Clarity on a 1(bad) - 10(perfect) is about 7-8
Going forward I plan to give more attention to the niche light and those hard to reach areas that have proven to be problematic.
Thank you for everyone who contributed their knowledge and insight to this problem. IMO, this forum is the single best resource out there.
PoolDoc
05-01-2014, 03:23 PM
I'm curious how it's going, now.
Ben
selectstar
05-01-2014, 03:43 PM
It's going well. I have all but completely converted over to BBB with SWG. So far so good.
The water seems cleaner and more polished than ever. I know my CYA is still high so I am keeping my chlorine a little higher than I normally would at about 7-8ppm.
I found that my ladder was also harboring some of the black mold/bacteria (or whatever it was) due to poor circulation. I have since drilled a couple small holes at the top and bottom of each rail with the thought that this may help circulate the water to the interior as people climb out of the pool.

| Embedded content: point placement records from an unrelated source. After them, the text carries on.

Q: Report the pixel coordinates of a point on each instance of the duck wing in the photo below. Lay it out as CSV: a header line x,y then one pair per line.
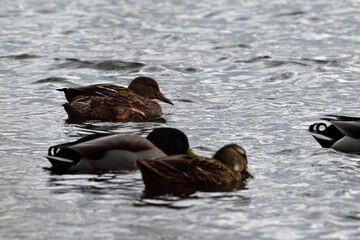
x,y
104,152
349,126
92,90
182,170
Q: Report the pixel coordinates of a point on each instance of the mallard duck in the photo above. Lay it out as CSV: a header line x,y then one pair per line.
x,y
229,164
342,135
113,152
109,102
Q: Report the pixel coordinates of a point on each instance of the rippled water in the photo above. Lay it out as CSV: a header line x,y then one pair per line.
x,y
252,72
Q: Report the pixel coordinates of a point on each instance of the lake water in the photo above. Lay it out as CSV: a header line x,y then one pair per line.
x,y
256,73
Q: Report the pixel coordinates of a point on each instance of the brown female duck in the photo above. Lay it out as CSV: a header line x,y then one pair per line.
x,y
229,164
115,103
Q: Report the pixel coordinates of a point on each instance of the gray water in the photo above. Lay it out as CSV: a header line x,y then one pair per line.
x,y
256,73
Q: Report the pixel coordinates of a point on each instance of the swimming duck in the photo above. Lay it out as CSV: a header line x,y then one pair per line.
x,y
103,152
110,102
342,135
229,164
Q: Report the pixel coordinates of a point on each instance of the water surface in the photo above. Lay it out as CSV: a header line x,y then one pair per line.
x,y
256,73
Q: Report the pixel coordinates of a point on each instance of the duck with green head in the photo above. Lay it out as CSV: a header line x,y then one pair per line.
x,y
229,164
103,152
110,102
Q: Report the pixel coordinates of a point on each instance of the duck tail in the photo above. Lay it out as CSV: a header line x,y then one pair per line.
x,y
325,135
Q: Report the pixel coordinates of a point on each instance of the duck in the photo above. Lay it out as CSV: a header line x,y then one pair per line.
x,y
109,102
342,134
229,164
107,152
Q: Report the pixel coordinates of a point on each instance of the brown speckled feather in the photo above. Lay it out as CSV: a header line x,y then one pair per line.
x,y
182,170
107,101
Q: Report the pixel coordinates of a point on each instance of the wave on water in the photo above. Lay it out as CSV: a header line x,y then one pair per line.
x,y
117,65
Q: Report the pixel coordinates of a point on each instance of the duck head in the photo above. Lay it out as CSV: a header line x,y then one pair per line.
x,y
171,141
234,157
148,87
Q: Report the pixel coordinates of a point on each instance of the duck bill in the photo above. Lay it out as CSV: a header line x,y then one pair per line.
x,y
191,152
247,174
161,97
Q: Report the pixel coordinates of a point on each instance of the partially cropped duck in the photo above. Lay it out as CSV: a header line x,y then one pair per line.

Going forward, I will be more proactive with my light and remove it from time to time for cleaning. I've actually toyed with the idea of injecting straight bleach in the small circulation holes periodically to try and stay a step ahead this time.
Thanks for all the advice, that was the nastiest water/crud that I have ever encountered.
PoolDoc
05-01-2014, 05:53 PM
I suspect that, if you can succeed in fully eradicating it, you won't experience problems going forward, due to your more consistent and educated approach to chlorination.